Gérard de Nerval, « Les Chimères », Les Filles du feu, 1854.
Publié le 10 décembre 1853 dans Le Mousquetaire, le sonnet est le texte que la postérité a retenu de Nerval. Il rapporte la descente aux enfers de celui qui a « deux fois vainqueur traversé l’Achéron ». Le récit, entre mythologie personnelle et mythologie collective, dit aussi la crise du lyrisme et de la poésie avec le mythe d’Orphée. Le succès du texte doit beaucoup à la veine onirique qui l’innerve et qui interroge la limite étroite entre déraison et sublime.
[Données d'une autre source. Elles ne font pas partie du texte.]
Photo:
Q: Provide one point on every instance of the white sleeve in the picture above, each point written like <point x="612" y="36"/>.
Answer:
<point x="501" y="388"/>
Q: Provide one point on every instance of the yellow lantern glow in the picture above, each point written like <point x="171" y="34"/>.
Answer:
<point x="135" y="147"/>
Je suis le ténébreux, - le veuf, - l'inconsolé,
Le prince d'Aquitaine à la tour abolie
Ma seule étoile est morte, - et mon luth constellé
Porte le soleil noir de la Mélancolie.

Dans la nuit du tombeau, toi qui m'as consolé,
Rends-moi le Pausilippe et la mer d'Italie,
La fleur qui plaisait tant à mon cœur désolé,
Et la treille où le pampre à la rose s'allie.

Suis-je Amour ou Phébus ? ... Lusignan ou Biron ?
Mon front est rouge encor du baiser de la reine ;
J'ai rêvé dans la grotte où nage la sirène...

Et j'ai deux fois vainqueur traversé l'Achéron ;
Modulant tout à tour sur la lyre d'Orphée
Les soupirs de la sainte et les cris de la fée.

Gérard de Nerval, Les Filles du feu : Paris, Giraud, 1854.